Computer generated image of blackhole and surrounding gases
This image is from a computer animation illustrating a spinning black hole. The close-up view here represents the immediate vicinity of the black hole, with the event horizon depicted as a black sphere. The surrounding disk of gas, represented by white and blue rings, whirls around the black hole at different speeds, with the material closest to the black hole approaching the speed of light.

Scientists Observe Light Fighting to Escape Black Hole's Pull

Scientists have found new evidence that light emanating from near a black hole loses energy climbing out of a gravitational well created by the black hole, a key prediction of Einstein's theory of general relativity.
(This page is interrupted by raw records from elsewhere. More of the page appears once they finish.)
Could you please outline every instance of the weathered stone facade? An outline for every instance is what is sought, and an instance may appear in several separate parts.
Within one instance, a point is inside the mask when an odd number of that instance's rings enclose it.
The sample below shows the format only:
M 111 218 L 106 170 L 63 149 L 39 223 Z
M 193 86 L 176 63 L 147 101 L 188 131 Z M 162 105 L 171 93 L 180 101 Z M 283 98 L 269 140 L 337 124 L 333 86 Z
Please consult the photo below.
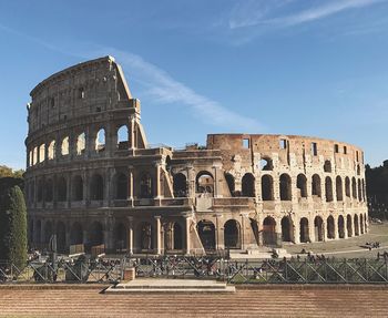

Black holes are celestial objects with gravity so intense that nothing, not even light, can escape from them once past their boundary, called the event horizon. This makes a black hole invisible, but black holes reveal their presence by their strong pull on matter that is close to -- but not beyond -- their event horizons.

Astronomers want to observe the regions near black holes because they believe that a black hole's powerful gravity will warp the space and time next to it in accord with the bizarre predictions of Einstein's theory.

This observation of warped space, made with the Chandra X-ray Observatory and the XMM-Newton satellite, also offers a novel glimpse inside that chaotic swirl of gas surrounding a black hole, called an accretion disk: The scientists captured bright hotspots in small, localized regions within the disk, a crucial step needed to map such a region.